Resposta. Pretendemos ter um
apanhado geral em seis meses, fechado em março. Até setembro do próximo ano, já
vamos entrar em questões concretas, ao avaliar programas específicos. Além do
MEC [Ministério da Educação] e do MDS [Ministério do Desenvolvimento Social],
também trabalhamos com a Secretaria da Juventude em São Paulo, com um estudo
sobre o jovem da periferia. Mas a radiografia é apenas uma das nossas
pesquisas. Temos uma agenda estratégica, que é uma tentativa do Ipea de fornecer
elementos ao Governo para guiar e orientar a estratégia pós-ajuste fiscal.
Queremos montar uma inteligência que possa dizer em tempo real o que está
acontecendo em cada grande projeto e como ele pode ser corrigido ainda na
feitura. Estamos montando convênios e cooperações para analisar os programas
profissionalizantes, como o Pronatec, estudar a política de apoio à entrada nas
universidades públicas e contribuir com o PNE [Plano Nacional de Educação].
P. Vocês estão atrás de que tipo
de informação?
R. As classes normalmente são
percebidas como construídas a partir da sua renda. Isso não é verdade, porque
não é o bastante para antecipar o comportamento das pessoas, como estudam,
agem, como montam suas vidas. É isso o que importa saber, tanto para o mercado
quanto para o Estado. E você não consegue antecipar o comportamento das pessoas
pela renda. Um exemplo óbvio é o do professor universitário em início de
carreira, que ganha 8.000 reais, e o trabalhador qualificado da Fiat, em Betim
[MG], que ganha mais ou menos isso.
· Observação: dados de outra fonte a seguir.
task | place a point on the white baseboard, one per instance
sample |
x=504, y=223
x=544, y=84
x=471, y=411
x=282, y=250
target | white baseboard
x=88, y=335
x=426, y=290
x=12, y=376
É mínima a probabilidade de que essas
pessoas tenham comportamento semelhante, de que lidem na família do mesmo modo,
tenham estilos de vida semelhantes, com padrões de consumo e lazer semelhantes,
uma concepção de mundo semelhante. O tipo de educação, de socialização familiar
e escolar vão montar tipos de pessoas muito distintas, com escolhas muito
distintas, embora recebam uma renda semelhante.
P. Como a socialização familiar
influencia o rumo da vida desses brasileiros?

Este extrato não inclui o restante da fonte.